Member of the Montana House of Representatives from the 52nd district
- In office January 7, 2019 – January 4, 2021
- Preceded by: Jimmy Patelis
- Succeeded by: Jimmy Patelis

Personal details
- Born: January 27, 1954 (age 72) Billings, Montana, U.S.
- Party: Republican

= Rodney Garcia =

American politician (born 1954)

Rodney Garcia (born January 27, 1954) is an American politician who served as a member of the Montana House of Representatives from 2019 to 2021. He represented the 52nd district, which includes Billings, Montana.
During his tenure, Garcia served on the Local Government Committee, State Administration Committee, and Transportation Committee.

In 2018, Garcia admitted to a newspaper that he'd previously been convicted of a charge related to a domestic dispute with his ex-wife, though he denied wrongdoing.

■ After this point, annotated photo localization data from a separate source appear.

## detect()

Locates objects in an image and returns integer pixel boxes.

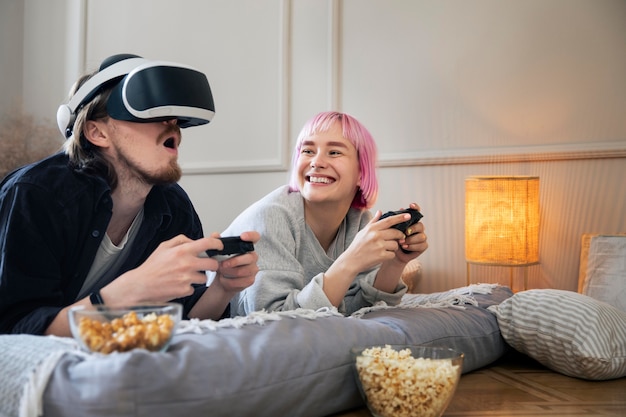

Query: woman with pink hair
[221,111,427,316]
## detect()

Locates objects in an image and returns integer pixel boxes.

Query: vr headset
[57,54,215,138]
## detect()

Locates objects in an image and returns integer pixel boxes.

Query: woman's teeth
[309,176,332,184]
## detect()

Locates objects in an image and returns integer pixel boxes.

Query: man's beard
[117,150,182,186]
[148,158,182,185]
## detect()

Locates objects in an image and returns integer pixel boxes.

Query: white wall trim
[328,0,341,110]
[65,0,87,91]
[378,140,626,167]
[181,140,626,173]
[182,158,290,174]
[276,0,292,173]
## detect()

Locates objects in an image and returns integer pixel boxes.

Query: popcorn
[355,345,460,417]
[77,311,175,354]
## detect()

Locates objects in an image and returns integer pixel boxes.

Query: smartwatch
[89,290,104,305]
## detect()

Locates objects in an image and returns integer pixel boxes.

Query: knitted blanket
[0,335,82,417]
[177,283,497,332]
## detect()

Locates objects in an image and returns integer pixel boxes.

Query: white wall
[0,0,24,115]
[4,0,626,292]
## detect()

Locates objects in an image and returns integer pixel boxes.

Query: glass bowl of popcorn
[351,344,464,417]
[69,303,182,354]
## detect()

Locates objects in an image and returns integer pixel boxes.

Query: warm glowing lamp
[465,176,539,290]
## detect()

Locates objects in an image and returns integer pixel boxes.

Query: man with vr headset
[0,54,260,335]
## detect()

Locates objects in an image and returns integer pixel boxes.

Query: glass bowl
[69,302,182,354]
[351,344,464,417]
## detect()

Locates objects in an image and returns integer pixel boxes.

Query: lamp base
[466,263,530,292]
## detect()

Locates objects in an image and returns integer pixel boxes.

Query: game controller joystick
[379,208,423,253]
[205,236,255,257]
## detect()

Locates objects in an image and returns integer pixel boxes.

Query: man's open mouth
[163,137,176,149]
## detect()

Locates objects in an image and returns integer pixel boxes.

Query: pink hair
[288,111,378,209]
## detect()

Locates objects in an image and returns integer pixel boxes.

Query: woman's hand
[339,210,411,274]
[395,203,428,262]
[210,231,260,295]
[369,203,427,293]
[189,231,260,320]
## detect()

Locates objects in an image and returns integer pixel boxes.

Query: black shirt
[0,152,206,334]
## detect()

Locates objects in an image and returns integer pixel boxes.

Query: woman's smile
[307,175,335,184]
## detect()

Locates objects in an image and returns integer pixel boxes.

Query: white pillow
[578,234,626,312]
[489,289,626,380]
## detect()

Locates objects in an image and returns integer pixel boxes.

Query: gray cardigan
[223,185,406,317]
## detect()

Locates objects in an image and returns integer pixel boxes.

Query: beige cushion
[489,289,626,380]
[578,234,626,312]
[401,259,422,293]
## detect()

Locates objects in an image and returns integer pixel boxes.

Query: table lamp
[465,176,539,290]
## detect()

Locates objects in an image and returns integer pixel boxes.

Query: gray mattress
[1,285,512,417]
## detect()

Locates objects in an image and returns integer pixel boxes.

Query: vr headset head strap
[56,54,148,138]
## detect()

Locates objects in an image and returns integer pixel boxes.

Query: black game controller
[379,208,423,253]
[205,236,255,257]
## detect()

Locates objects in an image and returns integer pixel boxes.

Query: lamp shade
[465,176,539,266]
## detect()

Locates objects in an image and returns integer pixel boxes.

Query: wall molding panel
[332,1,626,169]
[180,0,292,175]
[82,0,292,175]
[378,140,626,167]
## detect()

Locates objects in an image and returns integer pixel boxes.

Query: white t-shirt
[77,208,144,299]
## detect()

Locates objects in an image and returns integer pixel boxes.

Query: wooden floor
[334,351,626,417]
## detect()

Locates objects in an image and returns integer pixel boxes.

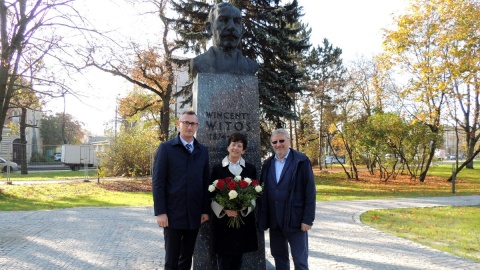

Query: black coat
[210,162,258,255]
[152,134,210,230]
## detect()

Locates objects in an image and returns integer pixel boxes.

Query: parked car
[325,155,346,164]
[54,152,62,161]
[385,153,404,163]
[449,155,456,160]
[0,157,18,172]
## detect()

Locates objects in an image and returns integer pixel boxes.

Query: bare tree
[0,0,100,142]
[83,0,183,140]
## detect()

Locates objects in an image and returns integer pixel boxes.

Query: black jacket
[210,161,258,255]
[152,134,210,230]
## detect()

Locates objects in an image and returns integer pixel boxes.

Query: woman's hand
[224,210,238,217]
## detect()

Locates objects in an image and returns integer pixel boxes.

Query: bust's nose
[225,18,235,30]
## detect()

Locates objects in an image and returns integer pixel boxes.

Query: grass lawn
[361,206,480,263]
[0,180,152,211]
[1,170,99,181]
[1,162,478,210]
[340,161,480,264]
[315,161,480,201]
[1,161,479,263]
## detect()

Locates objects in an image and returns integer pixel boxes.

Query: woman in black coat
[210,133,258,270]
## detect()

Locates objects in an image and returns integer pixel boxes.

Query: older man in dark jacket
[152,110,210,270]
[258,128,316,270]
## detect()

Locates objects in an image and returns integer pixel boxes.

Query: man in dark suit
[152,110,210,270]
[190,2,258,78]
[258,128,316,270]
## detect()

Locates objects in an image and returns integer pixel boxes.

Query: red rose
[224,177,232,183]
[251,180,260,186]
[227,181,237,190]
[216,180,226,190]
[239,180,249,189]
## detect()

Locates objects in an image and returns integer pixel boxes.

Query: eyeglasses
[180,121,198,127]
[271,139,286,145]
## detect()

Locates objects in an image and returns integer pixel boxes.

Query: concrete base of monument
[192,73,265,269]
[193,220,267,269]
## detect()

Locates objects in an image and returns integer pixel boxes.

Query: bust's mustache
[220,31,240,39]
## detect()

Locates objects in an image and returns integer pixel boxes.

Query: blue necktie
[185,143,193,153]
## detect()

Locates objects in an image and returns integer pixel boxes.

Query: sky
[299,0,408,61]
[46,0,408,137]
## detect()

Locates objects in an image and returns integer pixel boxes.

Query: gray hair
[271,128,290,139]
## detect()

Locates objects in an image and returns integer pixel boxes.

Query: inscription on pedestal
[192,73,266,270]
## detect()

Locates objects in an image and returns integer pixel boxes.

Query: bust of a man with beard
[190,3,259,78]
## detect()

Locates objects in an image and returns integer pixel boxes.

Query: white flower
[255,186,263,193]
[213,180,219,185]
[208,185,216,192]
[244,178,252,185]
[234,175,242,182]
[228,190,238,199]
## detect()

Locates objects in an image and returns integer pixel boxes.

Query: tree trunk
[318,100,323,170]
[20,108,28,174]
[160,84,171,140]
[447,147,480,182]
[419,141,437,182]
[466,135,476,169]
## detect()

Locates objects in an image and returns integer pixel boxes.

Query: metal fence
[1,143,62,170]
[0,142,160,182]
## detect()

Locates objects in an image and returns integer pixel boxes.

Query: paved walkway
[0,196,479,270]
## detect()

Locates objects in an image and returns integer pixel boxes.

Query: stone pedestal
[192,73,266,270]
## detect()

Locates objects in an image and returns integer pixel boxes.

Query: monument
[191,2,265,270]
[190,3,259,78]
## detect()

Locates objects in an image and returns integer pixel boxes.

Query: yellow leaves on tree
[131,48,171,95]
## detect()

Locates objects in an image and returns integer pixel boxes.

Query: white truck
[61,144,98,171]
[435,149,446,160]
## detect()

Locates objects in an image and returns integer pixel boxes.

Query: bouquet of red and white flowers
[208,176,263,228]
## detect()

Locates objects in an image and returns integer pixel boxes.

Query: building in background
[437,125,467,159]
[1,108,43,164]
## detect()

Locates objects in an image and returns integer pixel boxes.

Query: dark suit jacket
[257,149,316,232]
[190,46,259,78]
[152,133,210,230]
[210,161,258,255]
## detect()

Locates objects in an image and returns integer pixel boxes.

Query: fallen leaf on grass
[98,181,152,192]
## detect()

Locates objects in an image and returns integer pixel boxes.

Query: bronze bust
[190,3,259,78]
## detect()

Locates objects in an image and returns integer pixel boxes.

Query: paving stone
[0,196,479,269]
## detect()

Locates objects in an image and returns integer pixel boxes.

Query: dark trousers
[269,226,309,270]
[163,227,199,270]
[217,253,242,270]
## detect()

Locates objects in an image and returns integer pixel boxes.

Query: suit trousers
[163,227,199,270]
[269,226,309,270]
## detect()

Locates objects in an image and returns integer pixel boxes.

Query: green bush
[99,126,159,177]
[29,152,53,163]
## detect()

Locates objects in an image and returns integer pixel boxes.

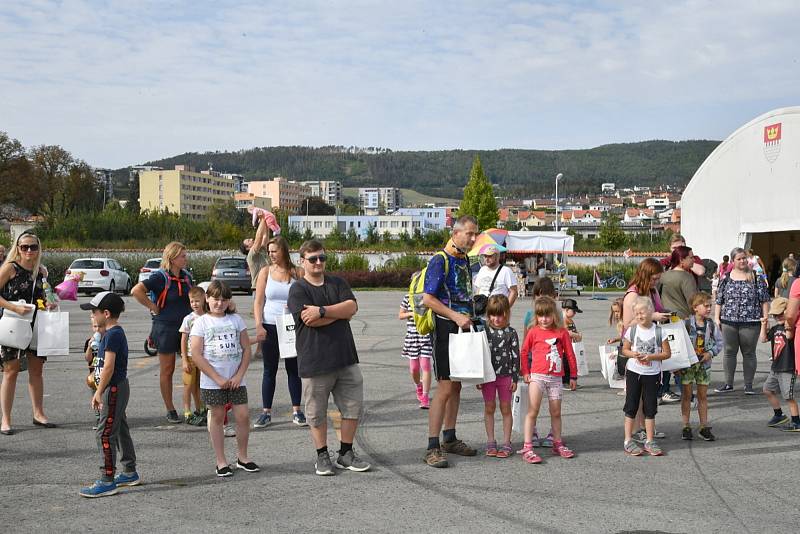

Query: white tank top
[263,269,294,325]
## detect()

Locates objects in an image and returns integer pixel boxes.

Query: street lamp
[555,173,564,232]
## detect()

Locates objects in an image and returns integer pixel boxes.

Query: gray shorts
[763,371,795,401]
[200,386,248,406]
[302,364,363,427]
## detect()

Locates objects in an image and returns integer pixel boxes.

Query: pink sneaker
[415,383,424,403]
[552,441,575,458]
[419,394,430,409]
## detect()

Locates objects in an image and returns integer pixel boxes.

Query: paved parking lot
[1,291,797,533]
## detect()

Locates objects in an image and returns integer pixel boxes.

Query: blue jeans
[261,324,302,409]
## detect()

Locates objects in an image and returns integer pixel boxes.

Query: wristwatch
[319,306,326,318]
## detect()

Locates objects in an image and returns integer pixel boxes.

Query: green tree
[457,155,498,230]
[301,196,335,216]
[365,224,379,246]
[598,213,626,250]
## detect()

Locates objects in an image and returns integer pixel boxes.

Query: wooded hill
[142,140,719,198]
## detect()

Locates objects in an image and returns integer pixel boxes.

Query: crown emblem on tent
[763,122,782,164]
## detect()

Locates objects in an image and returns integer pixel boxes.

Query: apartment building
[392,207,447,232]
[139,165,235,220]
[247,177,311,213]
[234,192,272,212]
[359,187,403,214]
[300,180,343,206]
[289,214,421,239]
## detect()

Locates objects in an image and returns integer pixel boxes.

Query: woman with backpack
[132,241,193,423]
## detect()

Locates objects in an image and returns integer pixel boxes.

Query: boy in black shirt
[762,297,799,432]
[79,291,140,497]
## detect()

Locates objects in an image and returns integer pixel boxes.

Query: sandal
[496,444,512,458]
[523,449,542,464]
[485,441,498,457]
[552,441,575,458]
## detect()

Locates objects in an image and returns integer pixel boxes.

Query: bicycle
[598,272,627,289]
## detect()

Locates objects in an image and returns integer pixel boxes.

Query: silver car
[211,256,252,294]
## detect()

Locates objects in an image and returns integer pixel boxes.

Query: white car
[66,258,132,295]
[138,258,162,283]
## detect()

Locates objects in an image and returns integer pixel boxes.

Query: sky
[1,0,798,169]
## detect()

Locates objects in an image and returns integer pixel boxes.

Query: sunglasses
[304,254,327,264]
[19,244,40,252]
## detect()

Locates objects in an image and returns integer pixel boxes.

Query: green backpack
[409,251,449,335]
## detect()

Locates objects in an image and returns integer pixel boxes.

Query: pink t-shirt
[788,278,800,375]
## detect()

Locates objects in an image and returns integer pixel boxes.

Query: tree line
[143,140,719,199]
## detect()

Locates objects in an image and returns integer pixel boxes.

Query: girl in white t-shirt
[190,281,258,477]
[620,296,671,457]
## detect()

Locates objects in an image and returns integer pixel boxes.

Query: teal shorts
[680,362,711,386]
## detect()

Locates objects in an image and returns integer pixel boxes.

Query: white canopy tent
[682,106,800,264]
[504,231,574,254]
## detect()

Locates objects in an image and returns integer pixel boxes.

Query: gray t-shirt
[287,275,359,378]
[659,269,696,319]
[246,247,267,288]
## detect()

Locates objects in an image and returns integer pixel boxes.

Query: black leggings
[261,324,302,409]
[623,371,659,419]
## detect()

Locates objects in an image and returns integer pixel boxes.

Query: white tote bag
[511,382,529,433]
[599,344,625,388]
[32,311,70,356]
[275,313,297,359]
[448,326,495,383]
[572,341,588,376]
[0,302,35,350]
[659,322,699,371]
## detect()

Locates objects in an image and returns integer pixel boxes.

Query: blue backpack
[148,269,192,309]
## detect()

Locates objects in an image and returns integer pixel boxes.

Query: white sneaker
[224,425,236,437]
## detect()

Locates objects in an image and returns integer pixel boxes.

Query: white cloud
[0,0,798,167]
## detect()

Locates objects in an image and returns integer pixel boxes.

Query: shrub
[380,254,427,272]
[339,253,369,271]
[330,268,416,288]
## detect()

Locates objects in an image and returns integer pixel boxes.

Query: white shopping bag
[572,341,588,376]
[599,345,625,388]
[275,313,297,359]
[511,382,529,433]
[448,327,495,383]
[659,322,698,371]
[31,311,70,356]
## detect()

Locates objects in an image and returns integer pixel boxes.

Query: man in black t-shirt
[287,240,371,476]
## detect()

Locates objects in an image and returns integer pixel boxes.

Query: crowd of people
[0,215,797,497]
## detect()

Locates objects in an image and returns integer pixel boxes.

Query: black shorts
[432,315,459,381]
[200,386,248,406]
[150,321,182,355]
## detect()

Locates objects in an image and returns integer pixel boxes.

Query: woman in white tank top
[252,237,306,428]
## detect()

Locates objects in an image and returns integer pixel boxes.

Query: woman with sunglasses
[0,231,57,435]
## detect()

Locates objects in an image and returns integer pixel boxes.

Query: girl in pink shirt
[519,296,577,463]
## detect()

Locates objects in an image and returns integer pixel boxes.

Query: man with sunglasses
[287,239,370,476]
[422,214,480,468]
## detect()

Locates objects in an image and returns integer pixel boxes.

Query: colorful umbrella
[483,228,508,245]
[468,232,507,257]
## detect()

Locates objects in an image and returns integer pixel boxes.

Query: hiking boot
[643,440,664,456]
[681,426,693,440]
[79,479,118,498]
[768,414,790,427]
[714,384,734,393]
[254,412,272,428]
[315,451,336,476]
[293,411,308,426]
[624,440,643,456]
[441,439,477,456]
[424,447,448,468]
[114,471,141,487]
[335,449,371,472]
[780,421,800,432]
[698,427,716,441]
[166,410,182,424]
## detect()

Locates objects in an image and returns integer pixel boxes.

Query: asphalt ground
[1,291,798,533]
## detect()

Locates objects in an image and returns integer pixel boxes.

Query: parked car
[138,258,163,283]
[211,256,251,294]
[66,258,132,295]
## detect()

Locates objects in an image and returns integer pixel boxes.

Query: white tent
[505,231,574,253]
[682,106,800,264]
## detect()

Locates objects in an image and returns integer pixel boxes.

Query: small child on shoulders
[679,292,721,441]
[518,296,577,464]
[476,295,519,458]
[762,297,800,432]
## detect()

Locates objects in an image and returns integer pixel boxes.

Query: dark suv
[211,257,252,294]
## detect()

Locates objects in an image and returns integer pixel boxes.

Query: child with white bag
[518,296,577,464]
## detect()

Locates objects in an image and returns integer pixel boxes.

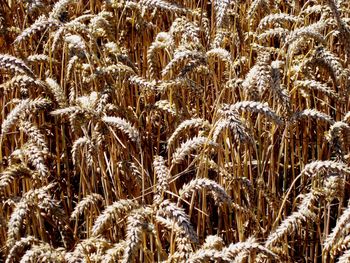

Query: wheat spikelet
[156,214,194,261]
[210,28,226,49]
[92,199,139,236]
[325,0,350,57]
[65,34,87,55]
[71,136,94,168]
[1,99,29,137]
[338,249,350,263]
[330,234,350,257]
[202,235,224,250]
[206,48,233,69]
[265,191,319,247]
[51,21,92,54]
[158,200,198,244]
[157,77,190,93]
[19,120,48,152]
[300,4,326,16]
[242,51,272,97]
[168,118,211,149]
[27,54,55,64]
[326,121,350,157]
[324,175,344,204]
[179,178,231,205]
[45,78,68,108]
[169,16,202,44]
[258,13,298,30]
[88,64,135,81]
[258,27,290,42]
[162,50,205,78]
[1,99,30,138]
[122,207,152,263]
[5,236,41,263]
[71,193,104,220]
[0,165,32,193]
[129,75,157,92]
[286,21,327,47]
[172,136,216,164]
[313,46,345,87]
[223,237,278,261]
[146,32,173,80]
[172,231,194,261]
[247,0,270,22]
[19,243,65,263]
[6,184,55,248]
[222,101,283,125]
[140,0,188,14]
[291,109,335,125]
[89,11,113,39]
[301,160,350,178]
[102,241,126,263]
[49,0,74,20]
[51,26,65,53]
[0,75,45,94]
[95,89,111,114]
[154,100,177,116]
[188,248,225,262]
[189,237,278,262]
[212,116,253,145]
[324,201,350,254]
[14,15,60,44]
[328,121,350,140]
[0,54,34,77]
[32,183,59,213]
[270,61,291,113]
[155,214,175,231]
[24,141,49,179]
[70,236,110,260]
[213,0,234,27]
[66,55,79,81]
[102,116,140,145]
[295,79,337,100]
[1,98,50,137]
[153,155,170,204]
[50,106,81,117]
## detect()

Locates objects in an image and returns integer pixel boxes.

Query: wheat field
[1,0,350,262]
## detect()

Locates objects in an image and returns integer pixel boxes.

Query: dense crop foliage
[1,0,350,262]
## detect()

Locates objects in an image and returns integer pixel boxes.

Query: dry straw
[2,0,350,262]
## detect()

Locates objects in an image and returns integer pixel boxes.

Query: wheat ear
[153,155,170,204]
[179,178,231,205]
[92,199,139,236]
[0,54,34,77]
[122,207,152,263]
[265,191,319,248]
[5,236,41,263]
[0,165,32,193]
[102,116,140,145]
[172,136,216,164]
[324,201,350,254]
[19,243,65,263]
[71,193,104,220]
[168,118,210,149]
[158,200,198,244]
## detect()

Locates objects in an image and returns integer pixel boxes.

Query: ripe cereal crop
[1,0,350,262]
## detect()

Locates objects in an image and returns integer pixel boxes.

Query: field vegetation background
[1,0,350,262]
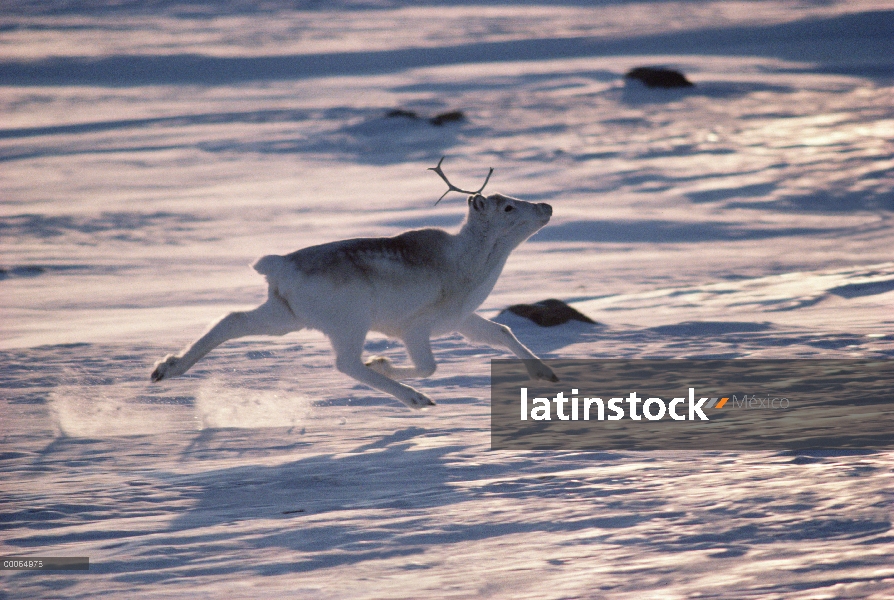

In 2019, in an interview for a militia news outlet, he referred to Child Protective Services as "kidnappers."

On January 31, 2020, at a Republican party gathering in Helena, he raised concerns about socialists inside the government. Speaking to a reporter after the event, he described socialists as "enemies of the free state" and claimed, "So actually in the Constitution of the United States (if) they are found guilty of being a socialist member you either go to prison or are shot." When asked to reflect on the appropriateness of his comment, he insisted, "I agree with my Constitution. That's what makes us free. We're not a democracy, we're a Republic Constitution." The Montana Republican Party condemned Garcia's comments as "reckless and un-American" and demanded Garcia's immediate resignation. Garcia responded that the "only way I would give my resignation is if God asked me to." He also told reporters that he'd received threats from people who "want to shoot me," and he warned, "If you miss, I won't."

Later in 2020, Garcia ran for the 26th district seat of the Montana Senate. He lost to Chris Friedel in the Republican primary.